We've set up two servers (ssd raid/64GB/fast dual cpu) with postmulti to deliver the mail for our newsletter service (legitimate mail). Both servers have 12 postfix instances running. Mails is injected from php scripts running at a different server.
Lately we're seeing timeouts from the php scripts at busy moments. I've been trying to debug this, but can't find the issue. Some information:
- Mail is injected through smtp, port 25
- The active queue is almost empty, even at peak moments (qshape)
- Number of deferred mails is low
- I've set default_process_limit to 10000 and smtpd_client_connection_count_limit to 3000
- Load on the servers is never higher then 2
- Number of smtp processes peaks at about 2000
- We're running local DNS
- We're using opendkim to sign every message
What can I do to find the reason for the timeouts?

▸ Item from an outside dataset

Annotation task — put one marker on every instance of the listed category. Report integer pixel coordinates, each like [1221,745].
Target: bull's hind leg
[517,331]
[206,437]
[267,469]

> Thanks for answering. The timeouts happened because postfix was waiting for
> opendkim. Changing the socket from tcp to unix domainsockets solved this,
> almost: at busy moments postfix now logs:
> telemann postfix-13/smtpd: warning: connect to Milter service
> unix:/var/run/opendkim/opendkim.sock: Resource temporarily unavailable
> And opendkim says:
> opendkim: OpenDKIM Filter: accept() returned invalid socket (Numerical
> result out of range), try again
> Is postfix requesting something invalid, or is this a problem with opendkim?